Similarly, Melbourne-based Froebel Bilingual Early Learning Centre is one of 350 education and care services across Australia that is introducing preschoolers to STEM skills as part of the Little Scientists initiative.

Recently introduced from Germany, Little Scientists is an initiative aimed to foster preschool children's curiosity in STEM skills. The initiative has already been adopted by 27,000 German kindergarten classes.

The initiatives mirror Telstra chair and Business Council of Australia president Catherine Livingstone's recent call to introduce computational thinking and problem solving to children as young as four years old.

The Australian Information Industry Association (AIIA) CEO Suzanne Campbell concurred, indicating that more support needs to be provided by the federal government, and a national strategy is needed, rather than just visionary leadership from individuals in the industry.

"The first problem is students haven't undertaken the pre-requisite in place. The second problem is that students are very comfortable consuming ICT and using apps. However, they're not thinking about the career opportunity that sits behind it," she said.

Campbell highlighted that support also needs to be provided to teachers.

"The other problem is teacher education and training. We see teachers often in the situation where they don't have training on programming, or they don't have a level of familiarity, so as a consequence their lack of training more often [means] consuming, not creating, STEM."

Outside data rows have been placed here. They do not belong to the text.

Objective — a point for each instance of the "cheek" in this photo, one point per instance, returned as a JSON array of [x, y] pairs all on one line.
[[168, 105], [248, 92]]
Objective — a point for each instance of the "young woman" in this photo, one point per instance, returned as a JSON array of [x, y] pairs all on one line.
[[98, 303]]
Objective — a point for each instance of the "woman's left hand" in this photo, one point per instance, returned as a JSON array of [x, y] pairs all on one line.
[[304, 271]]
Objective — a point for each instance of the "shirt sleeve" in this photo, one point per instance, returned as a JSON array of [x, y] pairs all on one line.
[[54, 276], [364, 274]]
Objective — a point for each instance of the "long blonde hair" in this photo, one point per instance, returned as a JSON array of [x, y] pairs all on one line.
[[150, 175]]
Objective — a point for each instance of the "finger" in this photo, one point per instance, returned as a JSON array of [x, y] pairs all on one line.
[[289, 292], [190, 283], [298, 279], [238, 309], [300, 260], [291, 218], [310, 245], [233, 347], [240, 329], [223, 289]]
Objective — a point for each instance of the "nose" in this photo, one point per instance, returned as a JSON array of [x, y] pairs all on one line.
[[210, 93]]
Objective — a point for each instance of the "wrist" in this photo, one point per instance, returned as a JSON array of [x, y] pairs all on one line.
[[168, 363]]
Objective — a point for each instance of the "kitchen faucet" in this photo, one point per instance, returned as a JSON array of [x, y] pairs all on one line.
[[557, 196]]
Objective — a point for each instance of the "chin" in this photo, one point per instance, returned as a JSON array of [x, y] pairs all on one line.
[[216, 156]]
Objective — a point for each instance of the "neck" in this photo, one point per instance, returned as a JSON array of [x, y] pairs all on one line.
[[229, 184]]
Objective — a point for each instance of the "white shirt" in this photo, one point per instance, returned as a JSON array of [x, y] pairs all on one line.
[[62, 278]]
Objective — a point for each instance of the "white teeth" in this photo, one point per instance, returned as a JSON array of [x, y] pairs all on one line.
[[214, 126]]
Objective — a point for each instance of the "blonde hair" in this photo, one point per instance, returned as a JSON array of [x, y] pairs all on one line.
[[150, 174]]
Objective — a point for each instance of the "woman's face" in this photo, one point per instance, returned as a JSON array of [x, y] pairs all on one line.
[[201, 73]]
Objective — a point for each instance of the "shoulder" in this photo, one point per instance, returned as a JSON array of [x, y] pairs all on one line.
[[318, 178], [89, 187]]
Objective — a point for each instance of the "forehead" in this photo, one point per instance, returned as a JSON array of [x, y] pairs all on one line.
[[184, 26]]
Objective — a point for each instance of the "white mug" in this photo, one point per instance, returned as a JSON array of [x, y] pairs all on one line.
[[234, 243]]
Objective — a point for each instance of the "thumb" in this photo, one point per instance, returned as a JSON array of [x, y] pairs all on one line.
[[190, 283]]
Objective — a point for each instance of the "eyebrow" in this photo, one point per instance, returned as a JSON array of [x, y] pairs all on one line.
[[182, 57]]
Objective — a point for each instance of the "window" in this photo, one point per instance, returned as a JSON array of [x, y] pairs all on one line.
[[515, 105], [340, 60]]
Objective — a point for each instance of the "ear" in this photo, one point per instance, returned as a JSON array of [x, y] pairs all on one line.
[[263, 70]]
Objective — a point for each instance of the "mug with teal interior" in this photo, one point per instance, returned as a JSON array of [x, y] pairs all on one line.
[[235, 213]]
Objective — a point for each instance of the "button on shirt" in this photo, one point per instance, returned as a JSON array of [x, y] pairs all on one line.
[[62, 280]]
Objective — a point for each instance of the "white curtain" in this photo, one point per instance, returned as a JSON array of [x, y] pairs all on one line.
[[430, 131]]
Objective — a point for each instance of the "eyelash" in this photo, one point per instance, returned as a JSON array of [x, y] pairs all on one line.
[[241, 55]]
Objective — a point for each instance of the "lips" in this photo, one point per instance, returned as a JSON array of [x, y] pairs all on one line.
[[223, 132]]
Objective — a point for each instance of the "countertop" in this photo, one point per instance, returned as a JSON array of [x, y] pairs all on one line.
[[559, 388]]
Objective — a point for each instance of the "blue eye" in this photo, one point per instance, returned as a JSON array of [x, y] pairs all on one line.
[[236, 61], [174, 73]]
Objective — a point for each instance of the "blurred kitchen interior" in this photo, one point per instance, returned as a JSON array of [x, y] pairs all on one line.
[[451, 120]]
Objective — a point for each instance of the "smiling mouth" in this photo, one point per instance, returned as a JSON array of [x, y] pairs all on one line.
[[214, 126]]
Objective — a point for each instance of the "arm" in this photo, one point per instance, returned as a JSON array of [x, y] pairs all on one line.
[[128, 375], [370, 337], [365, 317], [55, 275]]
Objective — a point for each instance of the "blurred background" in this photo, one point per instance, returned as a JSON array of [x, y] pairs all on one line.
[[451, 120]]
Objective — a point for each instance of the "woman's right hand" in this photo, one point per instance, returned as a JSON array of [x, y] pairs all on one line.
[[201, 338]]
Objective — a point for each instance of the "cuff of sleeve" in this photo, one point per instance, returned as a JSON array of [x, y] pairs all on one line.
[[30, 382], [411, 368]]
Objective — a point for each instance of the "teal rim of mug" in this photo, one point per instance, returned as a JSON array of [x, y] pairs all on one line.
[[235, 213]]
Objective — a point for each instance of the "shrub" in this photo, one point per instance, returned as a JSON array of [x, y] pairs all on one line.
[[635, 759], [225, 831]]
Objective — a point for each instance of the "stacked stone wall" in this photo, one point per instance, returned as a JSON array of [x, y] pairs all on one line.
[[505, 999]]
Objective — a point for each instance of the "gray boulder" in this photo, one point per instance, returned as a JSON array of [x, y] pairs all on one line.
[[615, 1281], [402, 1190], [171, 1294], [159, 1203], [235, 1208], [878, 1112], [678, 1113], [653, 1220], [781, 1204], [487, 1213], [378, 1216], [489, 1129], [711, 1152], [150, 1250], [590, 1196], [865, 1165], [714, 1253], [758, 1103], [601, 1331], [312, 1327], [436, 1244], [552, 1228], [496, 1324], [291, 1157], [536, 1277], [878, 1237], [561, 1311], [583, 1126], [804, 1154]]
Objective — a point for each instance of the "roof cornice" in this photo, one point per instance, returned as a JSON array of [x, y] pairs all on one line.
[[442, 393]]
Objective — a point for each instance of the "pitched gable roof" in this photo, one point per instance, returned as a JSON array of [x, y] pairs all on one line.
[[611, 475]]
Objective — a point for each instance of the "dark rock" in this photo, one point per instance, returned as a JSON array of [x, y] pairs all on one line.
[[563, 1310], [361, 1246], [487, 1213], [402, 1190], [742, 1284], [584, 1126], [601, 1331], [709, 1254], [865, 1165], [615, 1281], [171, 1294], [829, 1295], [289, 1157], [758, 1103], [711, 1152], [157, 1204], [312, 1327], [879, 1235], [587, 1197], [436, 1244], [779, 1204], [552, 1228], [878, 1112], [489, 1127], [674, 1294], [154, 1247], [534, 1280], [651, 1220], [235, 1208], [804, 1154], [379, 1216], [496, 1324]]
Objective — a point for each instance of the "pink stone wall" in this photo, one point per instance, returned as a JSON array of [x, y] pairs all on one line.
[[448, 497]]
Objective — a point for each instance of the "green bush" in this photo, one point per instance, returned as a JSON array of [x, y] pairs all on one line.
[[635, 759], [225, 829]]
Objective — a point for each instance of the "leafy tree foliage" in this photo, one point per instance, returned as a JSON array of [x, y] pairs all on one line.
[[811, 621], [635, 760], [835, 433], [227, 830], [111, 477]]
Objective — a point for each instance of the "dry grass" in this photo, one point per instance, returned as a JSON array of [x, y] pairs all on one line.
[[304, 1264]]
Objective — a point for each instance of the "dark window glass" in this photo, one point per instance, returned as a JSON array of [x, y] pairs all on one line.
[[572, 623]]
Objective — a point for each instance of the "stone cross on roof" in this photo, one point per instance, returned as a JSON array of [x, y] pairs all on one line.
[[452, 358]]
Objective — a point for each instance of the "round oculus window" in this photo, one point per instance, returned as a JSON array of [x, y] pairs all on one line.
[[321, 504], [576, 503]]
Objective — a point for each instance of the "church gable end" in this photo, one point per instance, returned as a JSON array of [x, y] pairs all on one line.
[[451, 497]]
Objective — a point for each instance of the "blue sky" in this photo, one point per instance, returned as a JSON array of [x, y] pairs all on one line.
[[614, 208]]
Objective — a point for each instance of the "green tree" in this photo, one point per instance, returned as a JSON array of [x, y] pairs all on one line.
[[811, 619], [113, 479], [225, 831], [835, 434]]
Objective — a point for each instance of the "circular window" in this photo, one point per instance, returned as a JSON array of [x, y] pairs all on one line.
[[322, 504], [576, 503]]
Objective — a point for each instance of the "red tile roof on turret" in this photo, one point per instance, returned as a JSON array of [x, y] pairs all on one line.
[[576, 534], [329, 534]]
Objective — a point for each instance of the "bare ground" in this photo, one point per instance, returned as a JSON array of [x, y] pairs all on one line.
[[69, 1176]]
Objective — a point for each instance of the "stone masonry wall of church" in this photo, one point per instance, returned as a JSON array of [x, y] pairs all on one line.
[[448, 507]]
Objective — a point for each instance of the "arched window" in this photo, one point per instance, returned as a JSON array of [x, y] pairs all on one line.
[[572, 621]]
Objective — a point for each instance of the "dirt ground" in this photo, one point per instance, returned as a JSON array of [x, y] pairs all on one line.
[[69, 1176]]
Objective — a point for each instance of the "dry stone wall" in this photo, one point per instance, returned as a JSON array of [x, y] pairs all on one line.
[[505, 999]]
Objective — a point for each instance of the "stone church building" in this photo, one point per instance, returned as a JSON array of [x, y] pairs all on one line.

From the opposition benches, Labor leader Bill Shorten has pledged that if he becomes prime minister, Labor would wipe the university debts for 100,000 STEM students. Additionally, Labor would boost the skills of 10,000 current primary and secondary school teachers, as well as train 25,000 science and technology graduates as teachers.

"Coding is the literacy of the 21st century, and under Labor, every young Australian will have a chance to read, write, and work with the global language of the digital age," Shorten said.

"Digital technologies, computer science, and coding, the language of computers and technology, should be taught in every primary and every secondary school in Australia, and a Shorten Labor government will make this a national priority. We will work with the states and territories and the national curriculum authority to make this happen."